Trier vor der Heilig-Rock-Wallfahrt 2012

Der Heilige Rock gilt als bedeutende katholische Reliquie. Zuletzt im Jahr 1996 zu sehen, wird das angebliche Gewand Jesu ab Mitte April wieder in Trier gezeigt. Das Bistum erwartet 500.000 Pilger zur Heilig-Rock-Wallfahrt.

Von Marlene Grund (epd)

Trier (epd). Wenn es um die Bedeutung des Pilgerns geht, ist für den Trierer Bischof Stephan Ackermann neben der spirituellen und sportlichen Dimension auch die geschichtliche wichtig: "Der heutige Pilger macht sich auf Wege, die schon seit Generationen mit Schweiß und Mühe gegangen wurden." Da spielt es dann kaum eine Rolle, ob es nach Santiago de Compostela oder nach Trier geht. Die Moselstadt erwartet vom 13. April bis 13. Mai eine halbe Million Pilger zur Heilig-Rock-Wallfahrt.

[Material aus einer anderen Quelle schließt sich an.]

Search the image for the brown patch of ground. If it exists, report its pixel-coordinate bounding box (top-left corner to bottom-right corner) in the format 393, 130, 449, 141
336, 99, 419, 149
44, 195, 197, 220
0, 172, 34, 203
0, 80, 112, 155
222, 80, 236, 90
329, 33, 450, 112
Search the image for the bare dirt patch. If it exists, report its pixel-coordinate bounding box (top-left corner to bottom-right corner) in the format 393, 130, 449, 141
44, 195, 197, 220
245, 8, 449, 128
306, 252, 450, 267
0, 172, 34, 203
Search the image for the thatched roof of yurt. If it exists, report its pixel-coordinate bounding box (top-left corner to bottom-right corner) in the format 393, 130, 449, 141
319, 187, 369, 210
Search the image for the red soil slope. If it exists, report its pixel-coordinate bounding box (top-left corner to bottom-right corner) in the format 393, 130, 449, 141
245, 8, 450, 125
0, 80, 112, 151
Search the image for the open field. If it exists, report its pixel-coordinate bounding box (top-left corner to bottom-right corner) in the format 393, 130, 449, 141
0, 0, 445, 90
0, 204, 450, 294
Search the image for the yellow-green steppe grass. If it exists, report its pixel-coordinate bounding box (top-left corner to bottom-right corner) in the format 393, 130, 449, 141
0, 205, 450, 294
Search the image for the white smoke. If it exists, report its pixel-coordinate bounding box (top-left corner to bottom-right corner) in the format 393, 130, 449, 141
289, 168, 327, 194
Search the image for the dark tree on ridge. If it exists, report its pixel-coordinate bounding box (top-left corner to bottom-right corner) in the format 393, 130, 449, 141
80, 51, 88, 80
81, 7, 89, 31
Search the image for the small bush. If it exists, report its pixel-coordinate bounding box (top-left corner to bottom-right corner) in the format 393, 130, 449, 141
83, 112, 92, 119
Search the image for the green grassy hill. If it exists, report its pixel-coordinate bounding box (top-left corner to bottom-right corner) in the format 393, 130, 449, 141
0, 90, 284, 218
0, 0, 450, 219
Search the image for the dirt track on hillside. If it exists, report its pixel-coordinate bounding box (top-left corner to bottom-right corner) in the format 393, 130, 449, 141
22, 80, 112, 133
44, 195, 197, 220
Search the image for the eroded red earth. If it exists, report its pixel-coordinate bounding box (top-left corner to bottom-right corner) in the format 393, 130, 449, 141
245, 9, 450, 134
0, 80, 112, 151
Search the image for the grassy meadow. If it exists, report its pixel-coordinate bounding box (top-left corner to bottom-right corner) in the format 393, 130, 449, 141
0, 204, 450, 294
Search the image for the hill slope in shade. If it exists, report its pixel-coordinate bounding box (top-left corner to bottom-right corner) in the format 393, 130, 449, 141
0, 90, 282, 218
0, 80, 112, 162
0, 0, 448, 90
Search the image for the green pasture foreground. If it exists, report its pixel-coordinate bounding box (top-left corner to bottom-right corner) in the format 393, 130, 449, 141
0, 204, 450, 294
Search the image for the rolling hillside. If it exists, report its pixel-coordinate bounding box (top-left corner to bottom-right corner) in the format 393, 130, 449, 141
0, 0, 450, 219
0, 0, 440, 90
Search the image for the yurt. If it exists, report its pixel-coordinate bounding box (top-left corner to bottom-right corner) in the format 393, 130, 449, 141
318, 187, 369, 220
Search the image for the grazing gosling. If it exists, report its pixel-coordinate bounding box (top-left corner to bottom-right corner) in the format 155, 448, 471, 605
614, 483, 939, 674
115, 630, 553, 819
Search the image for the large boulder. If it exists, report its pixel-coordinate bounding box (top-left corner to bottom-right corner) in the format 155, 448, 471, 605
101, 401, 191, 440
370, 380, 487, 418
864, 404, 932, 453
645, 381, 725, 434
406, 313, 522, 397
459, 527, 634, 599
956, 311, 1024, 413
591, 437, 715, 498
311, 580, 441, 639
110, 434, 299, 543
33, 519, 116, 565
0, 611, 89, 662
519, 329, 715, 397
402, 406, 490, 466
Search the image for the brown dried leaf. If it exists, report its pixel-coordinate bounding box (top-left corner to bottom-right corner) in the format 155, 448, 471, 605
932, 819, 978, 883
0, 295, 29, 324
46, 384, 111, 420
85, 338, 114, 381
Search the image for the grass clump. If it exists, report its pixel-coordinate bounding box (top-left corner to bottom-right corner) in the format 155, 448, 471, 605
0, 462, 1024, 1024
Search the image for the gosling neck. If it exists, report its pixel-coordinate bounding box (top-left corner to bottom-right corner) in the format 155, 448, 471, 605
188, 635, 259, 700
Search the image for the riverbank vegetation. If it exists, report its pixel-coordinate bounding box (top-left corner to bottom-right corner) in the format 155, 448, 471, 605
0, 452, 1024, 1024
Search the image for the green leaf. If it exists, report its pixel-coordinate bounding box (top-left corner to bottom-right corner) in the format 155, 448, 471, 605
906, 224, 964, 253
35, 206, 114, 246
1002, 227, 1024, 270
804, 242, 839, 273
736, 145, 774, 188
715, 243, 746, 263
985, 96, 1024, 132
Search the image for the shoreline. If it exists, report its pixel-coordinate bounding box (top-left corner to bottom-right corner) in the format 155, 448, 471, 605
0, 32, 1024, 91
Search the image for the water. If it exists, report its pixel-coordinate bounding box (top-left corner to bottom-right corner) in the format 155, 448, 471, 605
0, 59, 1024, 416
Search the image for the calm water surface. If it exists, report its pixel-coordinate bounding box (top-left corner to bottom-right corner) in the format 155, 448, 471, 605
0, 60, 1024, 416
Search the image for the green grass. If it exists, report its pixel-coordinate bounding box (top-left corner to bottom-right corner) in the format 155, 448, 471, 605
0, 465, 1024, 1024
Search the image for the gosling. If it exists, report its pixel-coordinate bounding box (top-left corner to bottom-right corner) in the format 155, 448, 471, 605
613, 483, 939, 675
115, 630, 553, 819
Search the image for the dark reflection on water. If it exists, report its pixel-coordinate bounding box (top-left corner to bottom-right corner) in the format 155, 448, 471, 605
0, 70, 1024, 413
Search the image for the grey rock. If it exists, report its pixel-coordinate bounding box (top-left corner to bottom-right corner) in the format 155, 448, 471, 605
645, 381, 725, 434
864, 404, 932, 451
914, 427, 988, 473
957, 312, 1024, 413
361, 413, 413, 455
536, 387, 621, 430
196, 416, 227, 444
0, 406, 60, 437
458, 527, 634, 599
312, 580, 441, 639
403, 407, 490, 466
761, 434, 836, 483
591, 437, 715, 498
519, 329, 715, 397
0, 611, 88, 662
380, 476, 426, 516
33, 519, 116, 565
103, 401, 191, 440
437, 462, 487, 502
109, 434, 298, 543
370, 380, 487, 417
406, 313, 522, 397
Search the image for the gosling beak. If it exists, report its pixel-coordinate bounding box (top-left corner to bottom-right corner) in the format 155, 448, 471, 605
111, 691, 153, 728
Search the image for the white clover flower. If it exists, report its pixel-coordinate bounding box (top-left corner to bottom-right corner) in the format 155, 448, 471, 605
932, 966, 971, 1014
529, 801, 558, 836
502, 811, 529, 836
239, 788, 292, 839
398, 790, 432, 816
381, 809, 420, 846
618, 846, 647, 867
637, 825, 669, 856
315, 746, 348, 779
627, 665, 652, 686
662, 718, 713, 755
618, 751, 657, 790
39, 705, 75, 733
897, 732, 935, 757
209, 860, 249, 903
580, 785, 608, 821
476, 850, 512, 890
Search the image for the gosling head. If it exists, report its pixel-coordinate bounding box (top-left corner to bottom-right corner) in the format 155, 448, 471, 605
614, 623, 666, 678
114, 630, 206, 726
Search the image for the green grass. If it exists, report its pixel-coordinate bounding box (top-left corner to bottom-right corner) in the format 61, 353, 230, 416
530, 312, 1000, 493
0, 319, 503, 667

Sieben ausgewählte Pilgerrouten zwischen 39 und 188 Kilometern führen aus dem Saarland, der Pfalz, Luxemburg, aus Prüm, Aachen und Bad Kreuznach nach Trier. 3,2 Millionen Euro investiert das Bistum in das Ereignis. Die Moselstadt hat Erfahrungen mit Wallfahrten. Im Jahr 1512 ließ Kaiser Maximilian I. das angebliche Gewand Jesu zum ersten Mal öffentlich ausstellen, zuletzt zu sehen war die Reliquie im Jahr 1996.

Dass sich auf Einladung des Trierer Bischofs auch die Evangelische Kirche im Rheinland an der Wallfahrt beteiligt, ist für manche ein unerwarteter Schritt in Sachen Ökumene. Wetterte doch Martin Luther gegen die 'Bescheißerei zu Trier', nachdem Papst Leo X. im Jahre 1515 die Echtheit des dort aufbewahrten Gewandes behauptete. Nur zwei Jahre später begann mit Luthers Thesen zu Ablass und Buße die Reformation.

Doch die Kontroversen von einst spielen für den rheinischen Präses und Vorsitzenden der Evangelischen Kirche in Deutschland, Nikolaus Schneider, heute keine Rolle mehr. "Was zur Zeit der Reformation an Kritik geäußert wurde, hat mit dem ökumenischen Partner von heute nichts mehr zu tun", sagt Schneider. Die Wallfahrt sei eine authentische Form des Glaubens, "zu der ich auch als evangelischer Christ einen unmittelbaren Zugang habe".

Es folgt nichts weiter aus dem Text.